Y así es que hemos sustituido el diálogo por el dato. Como si tener más información nos hiciera más sabios.

Este siglo nuevo nos ha traído un trabajo más complejo y ubicuo y un ocio en el que también trabajamos en subir nuestra particular escalera. Siendo nuestros propios jefes, los más duros que existen. De ahí viene la permanente necesidad de desconexión que a veces es irreprimible: de nuestra permanente conexión a una autoexigencia constante. Ya no hay ocio pleno, descanso sin más, aburrimiento, dolce far niente. Porque, incluso, cuando parece que no hay nada que hacer, siempre aparece una serie de televisión inoculándonos la necesidad ansiosa y urgente de ver el siguiente capítulo. Y cuando esa serie acaba, aparece una recomendación para engullir la siguiente. Que, en general, es el mismo perro con distinto collar. Nada acaba. Siempre hay más. Otro peldaño. Y así hasta el infinito, como las escaleras de Escher.
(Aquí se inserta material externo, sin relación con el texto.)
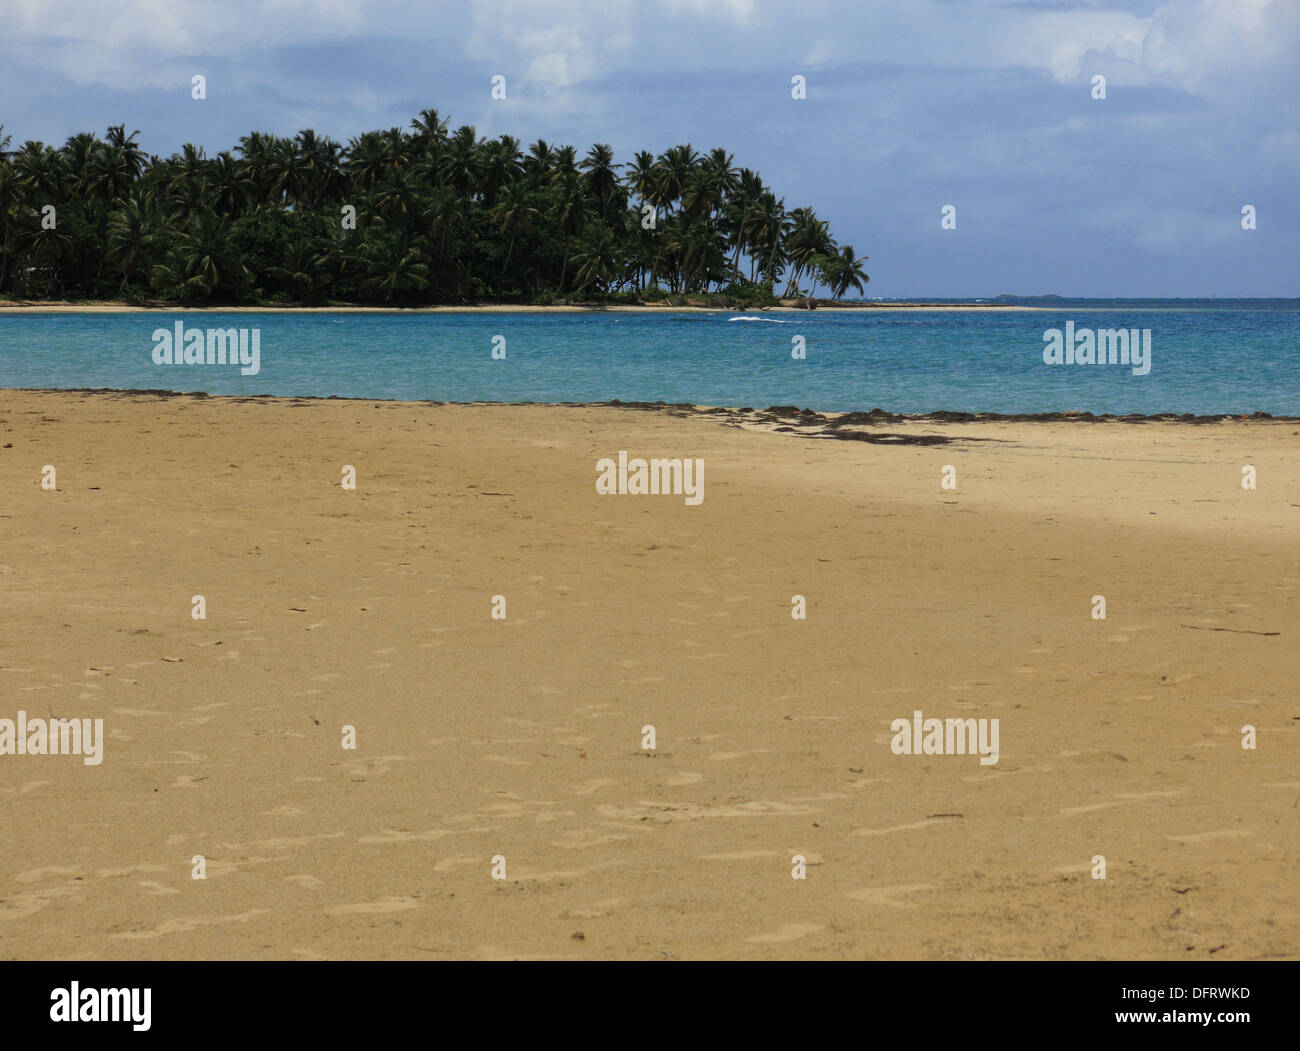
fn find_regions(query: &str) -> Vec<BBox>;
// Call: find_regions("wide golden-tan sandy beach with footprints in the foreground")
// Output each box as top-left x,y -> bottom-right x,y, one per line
0,387 -> 1300,960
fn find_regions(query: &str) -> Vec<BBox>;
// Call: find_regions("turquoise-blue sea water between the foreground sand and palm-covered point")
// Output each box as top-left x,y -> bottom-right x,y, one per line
0,300 -> 1300,415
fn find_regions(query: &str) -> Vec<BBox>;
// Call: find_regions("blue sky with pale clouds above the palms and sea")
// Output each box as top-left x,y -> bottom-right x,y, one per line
0,0 -> 1300,298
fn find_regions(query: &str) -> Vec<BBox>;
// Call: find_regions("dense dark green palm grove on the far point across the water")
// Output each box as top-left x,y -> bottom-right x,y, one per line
0,109 -> 868,306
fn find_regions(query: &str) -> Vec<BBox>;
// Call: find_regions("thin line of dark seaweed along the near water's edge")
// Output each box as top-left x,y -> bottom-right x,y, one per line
0,386 -> 1300,424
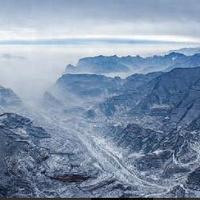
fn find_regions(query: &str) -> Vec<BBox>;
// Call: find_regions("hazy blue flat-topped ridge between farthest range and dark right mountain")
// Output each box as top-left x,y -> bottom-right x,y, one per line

Ni en los restaurantes descansamos, porque siempre hay que demostrar conocimiento televisivo sobre los ingredientes o los emplatados. Y muchas conversaciones interesantes acaban abruptamente en la vulgar Wikipedia, porque nuestra hambre de detalles insustanciales y efímeros no puede reposar tranquila sin cobrarse otra presa. Ante la incertidumbre y el vacío hay que hacer algo de manera urgente, con la misma precipitación con la que compramos el último objeto inútil para que nos lo sirvan en veinticuatro horas. No se puede simplemente dialogar ni transitar por la duda: hay que sentenciar, haciendo de las sillas cátedras y de las sobremesas espacios congresuales. En estas conversaciones nunca se llega al final de nada porque siempre se llega de manera prematura al aparente final de todo. Y así es que hemos sustituido el diálogo por el dato. Crudo, frío, aislado. Como si tener más información nos hiciera más sabios.

Sería interesante probar a ocupar nuestro propio espacio con plenitud, refugiarnos en ese yo que ya somos, en ese que hemos sido siempre, para demorarnos en nuestra singular sustancia y ganar arraigo ante la vida. Sin más. Sin atolondrarnos, sin angustiarnos, sin que vivir signifique una carrera eterna en una cinta sin fin, en una escalera infinita. Quizá entonces, sólo quizá no nos sentiríamos siempre como si hubiéramos perdido otra oportunidad más de ser como las mareas: que, aunque no se detienen, siempre habitan el mismo lugar.